Degree Name

Doctor of Philosophy


Department of Biology


Fleece rot is a bacterial infection of the fleece and skin predominantly caused by the bacterium Pseudomonas aeruginosa (P. aeruginosa). The bacterial infection can attract the blowfly, Lucilia cuprina (L. cuprina), which lays its eggs at the fleece rot site. The hatching larvae cause a problem known as fly strike or body strike, a debilitating disease which can cause sudden death in affected sheep.

Nine bacterial species have been isolated and identified in the fleece and on the skin of sheep. They remain unimportant until there is an environmental change such as rain and heat. Wetting by rain results in the proliferation of all these bacterial species in the first 24 hours but after this time P. aeruginosa predominates in the fleece. The inhibitory activity of P. aeruginosa on other bacteria was shown by co-culture of each bacterial species with a P. aeruginosa lawn. Pyocyanin, which is produced by P. aeruginosa, inhibited the growth of other fleece bacteria in vitro. Partial purification of pyocyanin from P. aeruginosa culture supernatants revealed that this inhibitory activity was most effective against gram positive bacteria such as Bacillus cereus, Bacillus coagulans and Staphylococcus epidermidis.

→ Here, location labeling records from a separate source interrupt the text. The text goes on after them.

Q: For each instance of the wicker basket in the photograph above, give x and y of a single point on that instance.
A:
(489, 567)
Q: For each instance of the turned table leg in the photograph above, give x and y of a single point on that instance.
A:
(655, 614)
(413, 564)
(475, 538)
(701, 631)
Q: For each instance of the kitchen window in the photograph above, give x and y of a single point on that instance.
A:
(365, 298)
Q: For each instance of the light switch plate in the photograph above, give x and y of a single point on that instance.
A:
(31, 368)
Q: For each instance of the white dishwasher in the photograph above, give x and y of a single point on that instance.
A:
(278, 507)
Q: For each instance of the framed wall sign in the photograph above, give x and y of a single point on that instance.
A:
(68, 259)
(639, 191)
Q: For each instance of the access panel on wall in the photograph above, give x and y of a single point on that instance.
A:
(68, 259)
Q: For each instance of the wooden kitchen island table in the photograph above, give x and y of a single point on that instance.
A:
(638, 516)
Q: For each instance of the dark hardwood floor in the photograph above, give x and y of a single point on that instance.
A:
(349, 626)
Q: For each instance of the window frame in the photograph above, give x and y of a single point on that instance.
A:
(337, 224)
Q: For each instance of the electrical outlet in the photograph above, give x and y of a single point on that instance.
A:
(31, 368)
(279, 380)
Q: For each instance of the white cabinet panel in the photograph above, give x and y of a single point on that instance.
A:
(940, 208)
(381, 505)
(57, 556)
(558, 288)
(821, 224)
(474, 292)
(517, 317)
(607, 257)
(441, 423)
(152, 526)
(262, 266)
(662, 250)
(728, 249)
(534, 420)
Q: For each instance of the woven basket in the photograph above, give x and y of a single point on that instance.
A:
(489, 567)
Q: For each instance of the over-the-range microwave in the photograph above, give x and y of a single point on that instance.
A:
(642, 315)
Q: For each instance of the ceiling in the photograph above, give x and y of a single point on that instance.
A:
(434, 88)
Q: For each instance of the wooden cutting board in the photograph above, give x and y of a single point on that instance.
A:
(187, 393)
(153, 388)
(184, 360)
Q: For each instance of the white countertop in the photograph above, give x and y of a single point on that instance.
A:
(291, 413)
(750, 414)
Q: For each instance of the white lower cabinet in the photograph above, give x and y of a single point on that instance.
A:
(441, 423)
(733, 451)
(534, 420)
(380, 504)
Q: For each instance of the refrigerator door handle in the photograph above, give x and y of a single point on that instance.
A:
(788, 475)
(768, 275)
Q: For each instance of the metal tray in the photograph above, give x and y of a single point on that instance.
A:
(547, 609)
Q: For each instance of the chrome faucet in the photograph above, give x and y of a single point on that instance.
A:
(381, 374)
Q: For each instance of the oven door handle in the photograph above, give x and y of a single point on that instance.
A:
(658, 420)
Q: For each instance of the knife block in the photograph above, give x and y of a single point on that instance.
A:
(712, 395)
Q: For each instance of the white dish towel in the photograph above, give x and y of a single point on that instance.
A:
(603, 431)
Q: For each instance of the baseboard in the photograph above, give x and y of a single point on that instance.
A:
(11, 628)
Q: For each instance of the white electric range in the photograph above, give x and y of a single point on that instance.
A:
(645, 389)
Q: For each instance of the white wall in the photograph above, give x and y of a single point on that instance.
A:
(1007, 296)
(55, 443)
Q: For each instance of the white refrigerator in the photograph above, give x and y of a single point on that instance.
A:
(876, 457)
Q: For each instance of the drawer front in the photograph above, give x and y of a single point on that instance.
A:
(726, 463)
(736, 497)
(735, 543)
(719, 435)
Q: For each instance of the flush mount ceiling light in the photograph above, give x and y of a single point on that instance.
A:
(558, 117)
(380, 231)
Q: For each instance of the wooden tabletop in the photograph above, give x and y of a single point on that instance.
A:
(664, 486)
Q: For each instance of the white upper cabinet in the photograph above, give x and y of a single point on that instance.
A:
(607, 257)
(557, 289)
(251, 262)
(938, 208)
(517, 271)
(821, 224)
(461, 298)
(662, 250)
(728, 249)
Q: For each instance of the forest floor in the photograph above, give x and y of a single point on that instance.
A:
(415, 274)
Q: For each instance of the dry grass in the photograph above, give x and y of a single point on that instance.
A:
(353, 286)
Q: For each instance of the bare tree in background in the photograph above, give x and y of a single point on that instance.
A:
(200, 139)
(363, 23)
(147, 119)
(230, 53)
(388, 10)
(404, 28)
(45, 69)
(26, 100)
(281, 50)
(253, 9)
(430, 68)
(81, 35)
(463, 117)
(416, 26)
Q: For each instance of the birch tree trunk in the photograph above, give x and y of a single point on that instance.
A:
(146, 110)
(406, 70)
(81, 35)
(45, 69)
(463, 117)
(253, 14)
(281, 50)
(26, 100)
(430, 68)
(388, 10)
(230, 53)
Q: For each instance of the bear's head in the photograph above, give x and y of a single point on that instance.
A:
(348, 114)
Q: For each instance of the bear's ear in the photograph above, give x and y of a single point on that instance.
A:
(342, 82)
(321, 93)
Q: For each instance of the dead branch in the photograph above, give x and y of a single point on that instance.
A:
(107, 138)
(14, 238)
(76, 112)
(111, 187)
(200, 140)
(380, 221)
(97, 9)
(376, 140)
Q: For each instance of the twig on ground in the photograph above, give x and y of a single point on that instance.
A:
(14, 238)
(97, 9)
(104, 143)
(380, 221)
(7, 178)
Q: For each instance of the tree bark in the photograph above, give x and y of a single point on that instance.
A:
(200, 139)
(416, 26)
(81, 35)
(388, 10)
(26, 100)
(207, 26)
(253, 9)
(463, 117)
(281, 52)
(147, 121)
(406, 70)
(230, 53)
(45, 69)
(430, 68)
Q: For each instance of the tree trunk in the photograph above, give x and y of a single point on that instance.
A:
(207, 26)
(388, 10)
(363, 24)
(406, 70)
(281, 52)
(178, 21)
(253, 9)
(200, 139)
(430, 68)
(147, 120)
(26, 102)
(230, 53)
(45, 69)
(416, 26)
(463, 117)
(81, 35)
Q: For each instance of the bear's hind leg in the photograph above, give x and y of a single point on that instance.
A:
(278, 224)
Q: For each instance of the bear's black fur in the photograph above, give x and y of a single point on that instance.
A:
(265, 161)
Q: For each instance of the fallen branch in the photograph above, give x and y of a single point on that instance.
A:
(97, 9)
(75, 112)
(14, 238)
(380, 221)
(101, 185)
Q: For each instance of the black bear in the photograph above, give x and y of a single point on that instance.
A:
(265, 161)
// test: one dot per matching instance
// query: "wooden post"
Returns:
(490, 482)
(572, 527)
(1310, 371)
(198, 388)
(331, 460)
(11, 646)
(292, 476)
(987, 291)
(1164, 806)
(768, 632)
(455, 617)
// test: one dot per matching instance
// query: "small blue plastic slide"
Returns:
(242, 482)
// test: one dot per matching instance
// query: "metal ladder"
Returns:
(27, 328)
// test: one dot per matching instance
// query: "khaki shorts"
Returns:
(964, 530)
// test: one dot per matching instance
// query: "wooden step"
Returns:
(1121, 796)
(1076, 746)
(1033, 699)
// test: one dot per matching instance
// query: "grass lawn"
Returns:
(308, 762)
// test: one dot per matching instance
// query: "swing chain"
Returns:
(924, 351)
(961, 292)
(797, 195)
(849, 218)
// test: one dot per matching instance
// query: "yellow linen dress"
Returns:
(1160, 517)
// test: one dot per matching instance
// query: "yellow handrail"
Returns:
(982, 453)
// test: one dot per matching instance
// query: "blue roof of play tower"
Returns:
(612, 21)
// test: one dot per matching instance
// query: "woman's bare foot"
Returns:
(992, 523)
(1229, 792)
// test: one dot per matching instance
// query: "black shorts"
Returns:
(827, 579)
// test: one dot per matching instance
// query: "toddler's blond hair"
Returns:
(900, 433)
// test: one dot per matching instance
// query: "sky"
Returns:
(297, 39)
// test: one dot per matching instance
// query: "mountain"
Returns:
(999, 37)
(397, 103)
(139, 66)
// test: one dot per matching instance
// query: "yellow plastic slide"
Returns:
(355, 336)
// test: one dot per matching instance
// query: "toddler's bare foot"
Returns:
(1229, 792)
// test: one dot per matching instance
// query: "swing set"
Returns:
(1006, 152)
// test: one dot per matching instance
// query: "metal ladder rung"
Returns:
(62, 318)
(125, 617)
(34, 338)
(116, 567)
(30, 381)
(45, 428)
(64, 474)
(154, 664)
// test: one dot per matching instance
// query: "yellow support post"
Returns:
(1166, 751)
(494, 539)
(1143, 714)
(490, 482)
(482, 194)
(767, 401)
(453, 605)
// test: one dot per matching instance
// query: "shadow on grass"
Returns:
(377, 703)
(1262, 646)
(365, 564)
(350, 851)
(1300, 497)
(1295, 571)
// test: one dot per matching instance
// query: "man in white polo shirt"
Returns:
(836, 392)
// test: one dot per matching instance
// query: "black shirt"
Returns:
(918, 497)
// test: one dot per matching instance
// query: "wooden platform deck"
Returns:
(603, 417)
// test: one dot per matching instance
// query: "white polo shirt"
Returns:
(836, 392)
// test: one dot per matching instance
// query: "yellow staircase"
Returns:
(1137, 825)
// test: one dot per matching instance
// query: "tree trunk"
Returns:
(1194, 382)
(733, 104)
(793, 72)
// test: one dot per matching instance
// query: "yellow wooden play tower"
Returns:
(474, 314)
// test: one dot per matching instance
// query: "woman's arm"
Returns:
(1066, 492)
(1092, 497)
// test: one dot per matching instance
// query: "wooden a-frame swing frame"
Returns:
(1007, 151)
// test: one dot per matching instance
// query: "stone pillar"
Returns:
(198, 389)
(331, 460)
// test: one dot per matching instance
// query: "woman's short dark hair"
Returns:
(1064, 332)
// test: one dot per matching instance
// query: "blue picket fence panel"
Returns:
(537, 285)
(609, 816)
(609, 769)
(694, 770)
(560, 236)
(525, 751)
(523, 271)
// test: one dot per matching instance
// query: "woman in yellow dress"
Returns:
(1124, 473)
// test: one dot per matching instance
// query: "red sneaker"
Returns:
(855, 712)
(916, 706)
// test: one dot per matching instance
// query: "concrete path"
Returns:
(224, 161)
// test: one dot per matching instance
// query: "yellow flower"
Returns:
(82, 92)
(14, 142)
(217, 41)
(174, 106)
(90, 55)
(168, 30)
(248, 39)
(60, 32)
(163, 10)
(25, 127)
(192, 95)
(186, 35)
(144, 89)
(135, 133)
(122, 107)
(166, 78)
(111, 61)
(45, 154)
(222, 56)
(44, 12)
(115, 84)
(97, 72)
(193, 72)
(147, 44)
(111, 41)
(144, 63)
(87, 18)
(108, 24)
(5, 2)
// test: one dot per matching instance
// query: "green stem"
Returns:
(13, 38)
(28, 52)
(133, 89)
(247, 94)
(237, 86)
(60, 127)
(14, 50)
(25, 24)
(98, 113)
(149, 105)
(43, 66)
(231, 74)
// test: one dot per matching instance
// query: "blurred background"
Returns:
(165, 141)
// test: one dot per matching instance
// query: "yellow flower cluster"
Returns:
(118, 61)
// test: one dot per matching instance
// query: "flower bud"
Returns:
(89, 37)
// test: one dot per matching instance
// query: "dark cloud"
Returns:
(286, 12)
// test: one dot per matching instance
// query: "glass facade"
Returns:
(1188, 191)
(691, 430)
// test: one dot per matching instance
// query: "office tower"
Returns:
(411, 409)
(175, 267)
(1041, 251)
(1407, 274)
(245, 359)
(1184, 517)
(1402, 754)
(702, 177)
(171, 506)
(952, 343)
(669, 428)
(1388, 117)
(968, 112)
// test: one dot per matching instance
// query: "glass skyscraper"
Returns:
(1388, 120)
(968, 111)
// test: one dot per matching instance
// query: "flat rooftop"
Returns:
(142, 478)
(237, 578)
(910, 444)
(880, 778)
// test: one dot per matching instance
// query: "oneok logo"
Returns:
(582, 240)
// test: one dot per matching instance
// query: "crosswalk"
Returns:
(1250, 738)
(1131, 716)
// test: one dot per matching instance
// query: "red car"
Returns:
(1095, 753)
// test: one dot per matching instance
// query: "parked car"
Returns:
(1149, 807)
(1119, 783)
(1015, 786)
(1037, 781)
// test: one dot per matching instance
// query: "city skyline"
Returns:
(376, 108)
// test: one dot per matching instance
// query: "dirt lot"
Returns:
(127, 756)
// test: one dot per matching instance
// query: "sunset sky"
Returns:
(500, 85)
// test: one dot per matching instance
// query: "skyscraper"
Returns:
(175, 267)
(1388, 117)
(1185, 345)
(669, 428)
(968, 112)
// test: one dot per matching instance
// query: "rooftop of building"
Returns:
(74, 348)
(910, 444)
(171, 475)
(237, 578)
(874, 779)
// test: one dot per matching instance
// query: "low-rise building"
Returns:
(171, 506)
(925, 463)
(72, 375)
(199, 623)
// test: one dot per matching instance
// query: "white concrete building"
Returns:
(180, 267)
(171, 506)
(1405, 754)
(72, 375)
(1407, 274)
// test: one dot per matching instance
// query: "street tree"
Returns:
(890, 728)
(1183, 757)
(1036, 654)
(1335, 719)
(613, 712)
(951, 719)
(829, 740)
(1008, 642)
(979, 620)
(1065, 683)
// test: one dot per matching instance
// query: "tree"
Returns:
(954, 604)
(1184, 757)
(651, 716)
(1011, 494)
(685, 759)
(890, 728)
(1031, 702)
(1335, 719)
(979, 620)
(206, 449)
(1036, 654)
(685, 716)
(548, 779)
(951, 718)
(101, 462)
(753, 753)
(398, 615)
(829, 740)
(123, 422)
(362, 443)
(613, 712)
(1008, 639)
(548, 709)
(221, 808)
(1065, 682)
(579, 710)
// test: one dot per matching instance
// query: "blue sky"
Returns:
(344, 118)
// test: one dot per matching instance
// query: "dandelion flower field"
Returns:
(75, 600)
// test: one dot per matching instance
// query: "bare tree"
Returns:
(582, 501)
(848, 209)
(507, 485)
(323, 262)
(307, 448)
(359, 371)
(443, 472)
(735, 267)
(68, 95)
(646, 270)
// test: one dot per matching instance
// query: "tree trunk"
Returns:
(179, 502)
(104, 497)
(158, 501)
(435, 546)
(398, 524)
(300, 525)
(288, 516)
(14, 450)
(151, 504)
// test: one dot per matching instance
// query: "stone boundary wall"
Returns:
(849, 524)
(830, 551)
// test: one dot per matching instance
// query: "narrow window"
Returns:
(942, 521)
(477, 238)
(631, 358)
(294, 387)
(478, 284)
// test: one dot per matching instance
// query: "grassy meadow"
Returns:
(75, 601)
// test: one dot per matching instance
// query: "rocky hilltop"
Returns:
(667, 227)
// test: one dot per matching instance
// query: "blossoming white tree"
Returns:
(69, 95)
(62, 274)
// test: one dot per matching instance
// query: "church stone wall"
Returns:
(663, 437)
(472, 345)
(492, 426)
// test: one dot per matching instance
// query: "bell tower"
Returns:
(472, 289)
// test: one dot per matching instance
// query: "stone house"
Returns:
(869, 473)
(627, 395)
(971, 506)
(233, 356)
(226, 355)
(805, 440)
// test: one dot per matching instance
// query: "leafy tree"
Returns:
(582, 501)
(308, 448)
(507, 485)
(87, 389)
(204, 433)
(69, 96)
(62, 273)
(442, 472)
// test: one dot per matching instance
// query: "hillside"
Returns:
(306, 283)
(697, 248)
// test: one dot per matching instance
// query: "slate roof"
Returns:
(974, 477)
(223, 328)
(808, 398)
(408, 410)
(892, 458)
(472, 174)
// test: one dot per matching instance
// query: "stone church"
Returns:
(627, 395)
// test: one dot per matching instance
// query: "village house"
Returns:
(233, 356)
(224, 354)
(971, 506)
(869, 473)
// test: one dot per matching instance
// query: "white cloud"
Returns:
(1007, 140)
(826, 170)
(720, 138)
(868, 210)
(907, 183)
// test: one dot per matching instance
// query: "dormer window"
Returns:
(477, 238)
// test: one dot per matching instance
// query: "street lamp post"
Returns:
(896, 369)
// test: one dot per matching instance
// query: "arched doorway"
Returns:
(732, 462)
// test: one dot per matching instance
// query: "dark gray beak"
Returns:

Apart from pyocyanin, P. aeruginosa produces many extracellular enzymes which may facilitate the invasion of fleece rot. Culture supernatant from the growth media of P. aeruginosa contained two proteolytic enzymes. Protease I had a molecular mass of approximately 50 kDa and contains subunits of 25 - 30 kDa. Protease II had a molecular mass of 150 kDa and contains a 50 kDa subunit. Protease I was similar to elastase and protease II appeared to be an alkaline proteinase as previously described in the literature. The production of these proteases from P. aeruginosa culture was not only affected by basic media ingredients but also by the amount of sheep wool added to the cultural media. Skin biopsies indicated that proteases could cause an acute inflammatory reaction, as assessed by the appearance of haemorrhages and neutrophil infiltration with a mild hyperaemia and oedema after only 2 hours. Skin thickness was found to increase within 4 hours of exposure to these proteases when compared with the controls. This pathological change occurred only when a mixture of both proteases was present but not with either protease alone.

Studies on the sheep serological response to surface membrane proteins of P. aeruginosa showed that the outer membrane proteins were more antigenic to sheep when they were subjected to intradermal injection. Evidence is also presented to suggest that the so-called genetically fleece rot "resistant" and "susceptible" sheep have a qualitative and quantitative difference in their serological responses.

Experiments were conducted to introduce P. aeruginosa infection with and without L. cuprina infestation on the skin of sheep. In all sheep, the serological specificity was higher against the outer membrane proteins purified from P. aeruginosa than the inner membrane proteins or the whole cell proteins regardless of the presence or absence of fly strike. These data demonstrated differences in sero-reactivity to bacterial and larval antigen and there was no correlation between antibody levels and intensity of fly strike.

The results in this research contribute further to the understanding of the potential role of P. aeruginosa in sheep fleece rot and could assist in the development of strategies and recommendations for the control of fleece rot which in turn will minimise the development of fly strike.